Through our Lord Jesus Christ, your Son,
who lives and reigns with you
in the unity of the Holy Spirit, one God,
for ever and ever.

RESPONSORIAL PSALM (click for full Psalm)
Praise the Lord, my soul! (Psalm 146:1).

SCRIPTURE EXCERPT (click for all readings)
“Again Jesus left the district of Tyre and went by way of Sidon to the Sea of Galilee, into the district of the Decapolis. And people brought to him a deaf man who had a speech impediment and begged him to lay his hand on him. He took him off by himself away from the crowd. He put his finger into the man’s ears and, spitting, touched his tongue; then he looked up to heaven and groaned, and said to him, “Ephphatha!”-- that is, “Be opened!” -- And immediately the man’s ears were opened, his speech impediment was removed, and he spoke plainly. He ordered them not to tell anyone. But the more he ordered them not to, the more they proclaimed it. They were exceedingly astonished and they said, “He has done all things well. He makes the deaf hear and the mute speak. (Mark 7:31-37).”
REFLECTION
This Sunday’s proclamation from the Gospel according to Saint Mark opens with Jesus traveling an impressible distance: from Tyre to the district of the Decapolis (click here to see a map) and once there, an event with meticulous and vivid detail unfolds. When Jesus got to the district of the Decapolis (an alliance of 10 Greek cities, south of the Sea of Galilee, formed to help preserve and advance their culture and commercial interests), nameless “people” brought to Jesus a “deaf man who had a speech impediment.” (Are you hearing any echoes of evangelization or The New Evangelization here?) Reminiscent of an episode earlier in Mark’s Gospel, the paralyzed man being brought to Jesus by 4 people, once again ‘others’ are instrumental in bringing people to an encounter with the Person, Jesus.
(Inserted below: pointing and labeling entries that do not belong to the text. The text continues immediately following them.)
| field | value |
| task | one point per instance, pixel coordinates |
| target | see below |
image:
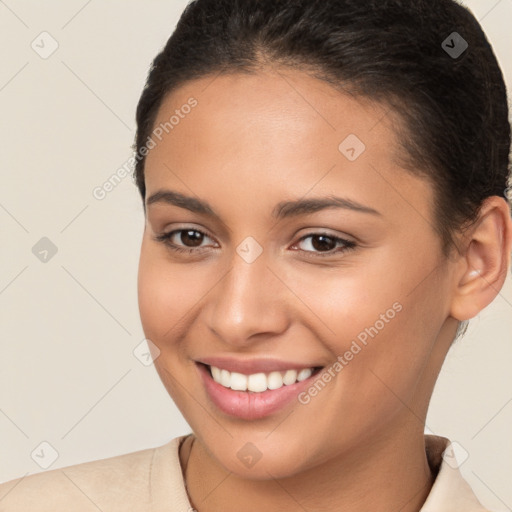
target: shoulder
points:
(113, 484)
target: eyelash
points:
(348, 244)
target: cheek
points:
(166, 293)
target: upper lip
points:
(255, 365)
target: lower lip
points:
(248, 405)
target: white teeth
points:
(225, 378)
(238, 381)
(304, 374)
(290, 377)
(274, 380)
(259, 382)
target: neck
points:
(390, 474)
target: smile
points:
(255, 394)
(259, 382)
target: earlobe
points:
(486, 261)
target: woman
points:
(324, 186)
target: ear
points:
(482, 269)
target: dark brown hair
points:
(453, 107)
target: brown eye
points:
(325, 245)
(190, 237)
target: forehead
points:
(278, 133)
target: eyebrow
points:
(282, 210)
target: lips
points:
(250, 366)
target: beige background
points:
(68, 374)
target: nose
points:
(249, 300)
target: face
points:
(294, 241)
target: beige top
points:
(151, 481)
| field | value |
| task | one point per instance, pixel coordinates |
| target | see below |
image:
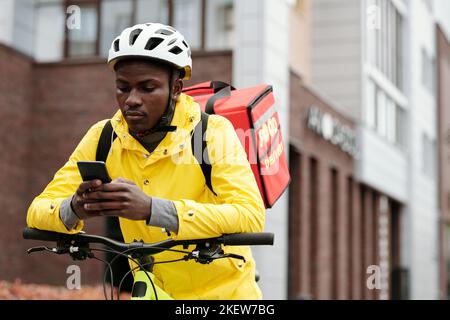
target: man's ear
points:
(177, 88)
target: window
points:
(102, 20)
(81, 39)
(385, 41)
(429, 156)
(220, 24)
(152, 11)
(187, 19)
(371, 105)
(384, 115)
(116, 16)
(428, 72)
(429, 5)
(381, 113)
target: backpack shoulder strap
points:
(105, 141)
(200, 149)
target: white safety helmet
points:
(155, 41)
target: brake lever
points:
(209, 254)
(42, 248)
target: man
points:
(157, 184)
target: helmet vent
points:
(153, 43)
(164, 32)
(116, 45)
(176, 50)
(133, 36)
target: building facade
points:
(364, 201)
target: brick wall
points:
(443, 70)
(46, 109)
(15, 97)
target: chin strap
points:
(164, 122)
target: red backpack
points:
(253, 115)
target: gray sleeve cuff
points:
(164, 215)
(67, 215)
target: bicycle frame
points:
(144, 288)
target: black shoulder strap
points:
(105, 141)
(104, 145)
(200, 149)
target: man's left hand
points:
(121, 198)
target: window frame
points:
(97, 5)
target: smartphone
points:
(91, 170)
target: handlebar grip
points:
(248, 239)
(36, 234)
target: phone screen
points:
(91, 170)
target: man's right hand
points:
(78, 201)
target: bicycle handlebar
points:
(237, 239)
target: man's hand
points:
(78, 200)
(120, 197)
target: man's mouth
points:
(134, 115)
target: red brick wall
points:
(334, 219)
(15, 96)
(443, 69)
(46, 109)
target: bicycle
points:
(78, 246)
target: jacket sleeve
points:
(43, 212)
(238, 206)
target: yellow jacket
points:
(173, 173)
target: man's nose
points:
(134, 99)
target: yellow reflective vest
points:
(172, 172)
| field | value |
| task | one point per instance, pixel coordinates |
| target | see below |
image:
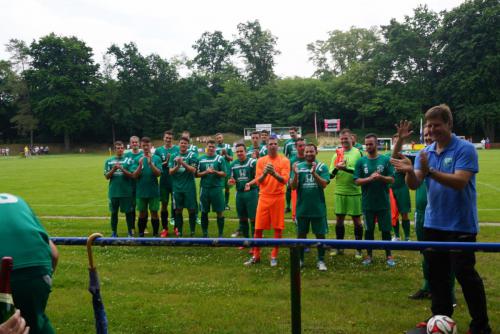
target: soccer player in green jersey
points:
(401, 195)
(290, 150)
(35, 256)
(134, 155)
(300, 146)
(183, 167)
(374, 173)
(165, 152)
(148, 192)
(212, 171)
(247, 192)
(119, 171)
(347, 193)
(226, 152)
(310, 178)
(254, 149)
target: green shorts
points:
(419, 224)
(383, 220)
(246, 203)
(348, 205)
(125, 204)
(185, 200)
(212, 197)
(30, 290)
(165, 193)
(402, 196)
(152, 202)
(319, 225)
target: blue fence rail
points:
(293, 244)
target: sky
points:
(170, 28)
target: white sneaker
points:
(321, 266)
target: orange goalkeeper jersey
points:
(270, 186)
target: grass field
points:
(199, 290)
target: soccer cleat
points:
(253, 260)
(321, 266)
(420, 294)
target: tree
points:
(469, 61)
(335, 55)
(257, 48)
(60, 82)
(213, 59)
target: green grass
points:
(200, 290)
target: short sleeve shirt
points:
(243, 172)
(375, 195)
(120, 185)
(215, 162)
(310, 195)
(147, 182)
(449, 209)
(183, 180)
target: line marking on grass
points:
(489, 186)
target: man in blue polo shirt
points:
(449, 166)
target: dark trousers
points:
(441, 266)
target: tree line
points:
(53, 90)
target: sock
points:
(156, 226)
(256, 250)
(179, 223)
(220, 226)
(277, 235)
(142, 223)
(204, 224)
(288, 197)
(387, 237)
(226, 195)
(114, 221)
(396, 229)
(340, 231)
(369, 235)
(129, 218)
(358, 233)
(164, 219)
(301, 249)
(243, 228)
(406, 228)
(321, 249)
(192, 222)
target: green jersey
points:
(310, 195)
(243, 172)
(120, 185)
(375, 195)
(290, 149)
(183, 180)
(147, 182)
(344, 182)
(22, 236)
(165, 155)
(293, 160)
(216, 162)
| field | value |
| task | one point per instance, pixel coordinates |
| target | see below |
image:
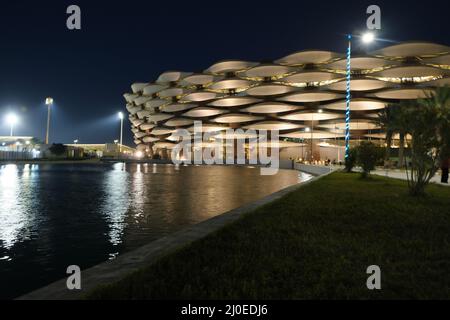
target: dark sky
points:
(122, 42)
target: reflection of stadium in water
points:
(302, 95)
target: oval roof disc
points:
(153, 88)
(229, 84)
(273, 125)
(155, 103)
(141, 100)
(441, 60)
(160, 131)
(172, 76)
(308, 57)
(439, 82)
(202, 112)
(147, 126)
(129, 97)
(208, 128)
(315, 134)
(137, 87)
(143, 113)
(233, 101)
(311, 76)
(178, 122)
(360, 85)
(265, 71)
(362, 63)
(269, 90)
(223, 67)
(313, 96)
(360, 104)
(311, 116)
(410, 72)
(172, 92)
(407, 93)
(198, 79)
(199, 96)
(149, 139)
(164, 145)
(413, 49)
(176, 107)
(236, 118)
(355, 124)
(159, 117)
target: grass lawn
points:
(314, 243)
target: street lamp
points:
(11, 119)
(49, 103)
(366, 38)
(120, 115)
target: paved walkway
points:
(401, 174)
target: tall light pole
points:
(11, 119)
(366, 38)
(120, 114)
(49, 103)
(348, 98)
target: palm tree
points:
(439, 100)
(428, 121)
(392, 120)
(386, 122)
(401, 127)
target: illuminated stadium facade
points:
(302, 95)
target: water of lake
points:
(56, 215)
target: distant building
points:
(18, 148)
(107, 150)
(302, 95)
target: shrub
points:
(367, 156)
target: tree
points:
(392, 121)
(58, 149)
(367, 155)
(428, 121)
(386, 122)
(350, 160)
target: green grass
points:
(315, 242)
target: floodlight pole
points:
(348, 98)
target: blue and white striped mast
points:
(348, 98)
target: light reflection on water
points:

Interestingly, the people who bring the deaf man to Jesus want Him “to lay his hand on him,” a gesture certainly familiar to many people who witnessed various healings by Jesus. Yet this time, Jesus follows a different course of action by removing Himself and the deaf man from the crowd and using His fingers and spittle. Some scholars suggest that the Greek people of the Decapolis would have recognized these gestures as inherently healing, even though Jesus and the deaf man are off by themselves. But then there is the curious record of Jesus ‘groaning’ followed by 2 commands: “Be opened” and ‘tell no one.’
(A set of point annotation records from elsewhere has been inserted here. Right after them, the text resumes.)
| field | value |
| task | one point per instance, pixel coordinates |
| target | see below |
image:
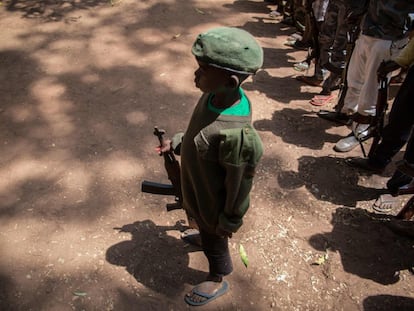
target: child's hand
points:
(223, 233)
(165, 147)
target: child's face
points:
(210, 79)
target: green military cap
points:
(229, 48)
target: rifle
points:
(173, 171)
(380, 110)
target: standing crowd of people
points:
(355, 44)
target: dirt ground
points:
(82, 85)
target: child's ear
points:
(234, 81)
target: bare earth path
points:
(82, 84)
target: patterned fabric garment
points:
(319, 9)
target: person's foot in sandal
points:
(321, 100)
(191, 236)
(310, 80)
(385, 203)
(205, 292)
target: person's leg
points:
(355, 75)
(327, 33)
(400, 123)
(217, 252)
(338, 51)
(371, 53)
(394, 136)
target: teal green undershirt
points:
(241, 109)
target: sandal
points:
(302, 66)
(385, 203)
(321, 100)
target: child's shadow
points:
(155, 259)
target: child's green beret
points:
(229, 48)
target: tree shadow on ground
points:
(367, 247)
(299, 127)
(155, 259)
(341, 188)
(51, 10)
(388, 302)
(248, 6)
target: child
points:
(219, 150)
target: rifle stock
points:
(172, 166)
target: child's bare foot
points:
(205, 292)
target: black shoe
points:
(335, 116)
(398, 180)
(363, 163)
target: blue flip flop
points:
(221, 291)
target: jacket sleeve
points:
(239, 153)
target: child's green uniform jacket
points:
(219, 154)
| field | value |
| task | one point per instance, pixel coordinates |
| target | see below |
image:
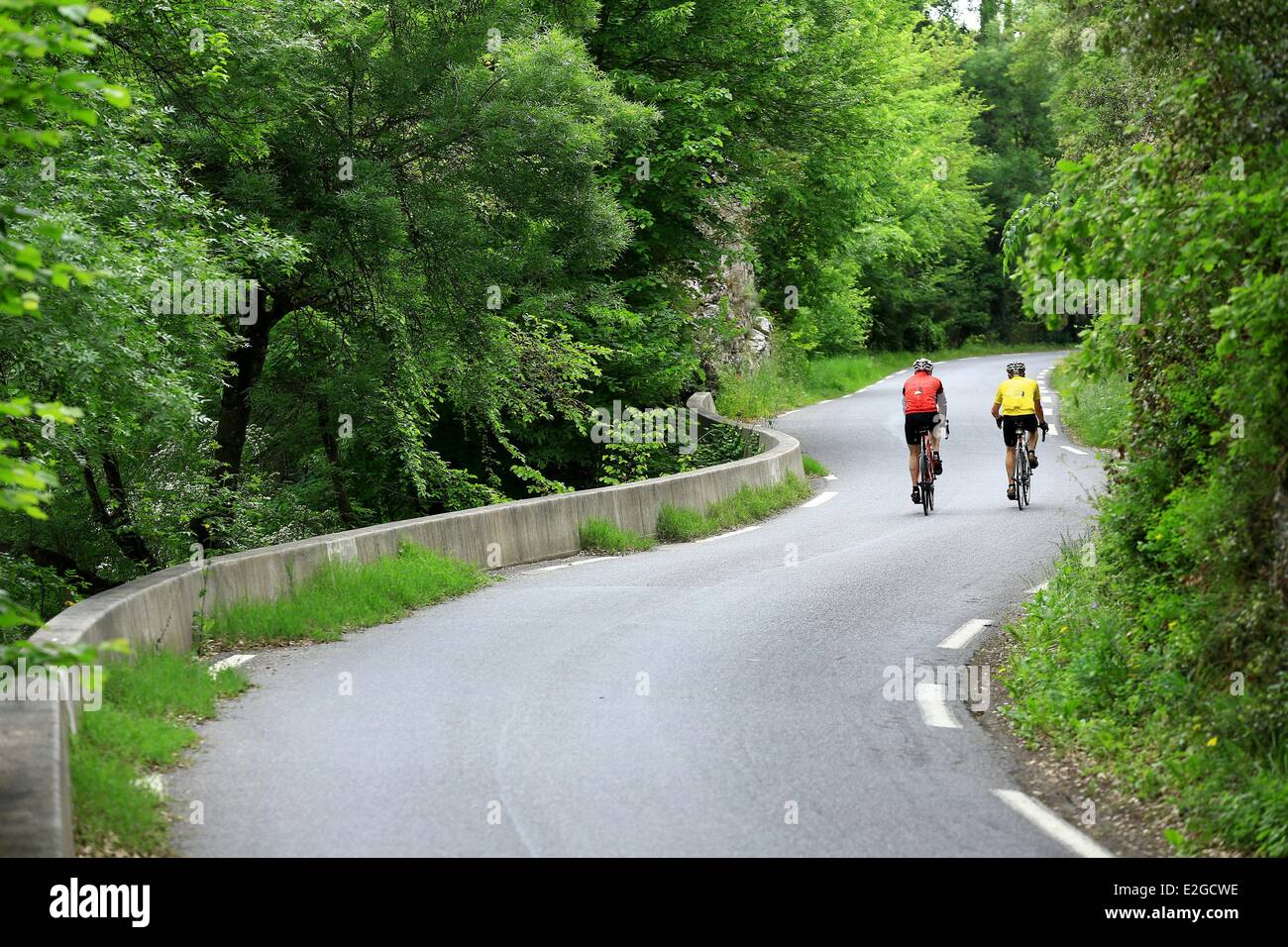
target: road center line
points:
(1052, 825)
(962, 635)
(732, 532)
(934, 707)
(820, 499)
(232, 661)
στενάζω (stenázo) is the Greek verb translated here “to groan” (and it can also be translated “to sigh”). There are certainly situations and circumstances that pop up in day-to-day living that cause one to groan or to sigh, many of them involving disappointment that a particular course of action did not result the way I thought it would. In the biblical world of the Gospels, though, στενάζω is often used as a response to oppression. Someone or something is actively preventing a person or people from living fully and another is needed in order to remove the oppression (for example, the Hebrew people caught in the slavery bondage of Egypt). στενάζω also signals to the people of the Decapolis that Jesus’ work is in no way associated with variants of Greek magical rites but a recognition of the reality of oppression that must be conquered. Jesus conquers the oppression here and, as the Cross looms ever present in His Public Ministry, He will definitely conquer all oppression and then command His disciples to freely and boldly speak of Him and His power to liberate humanity.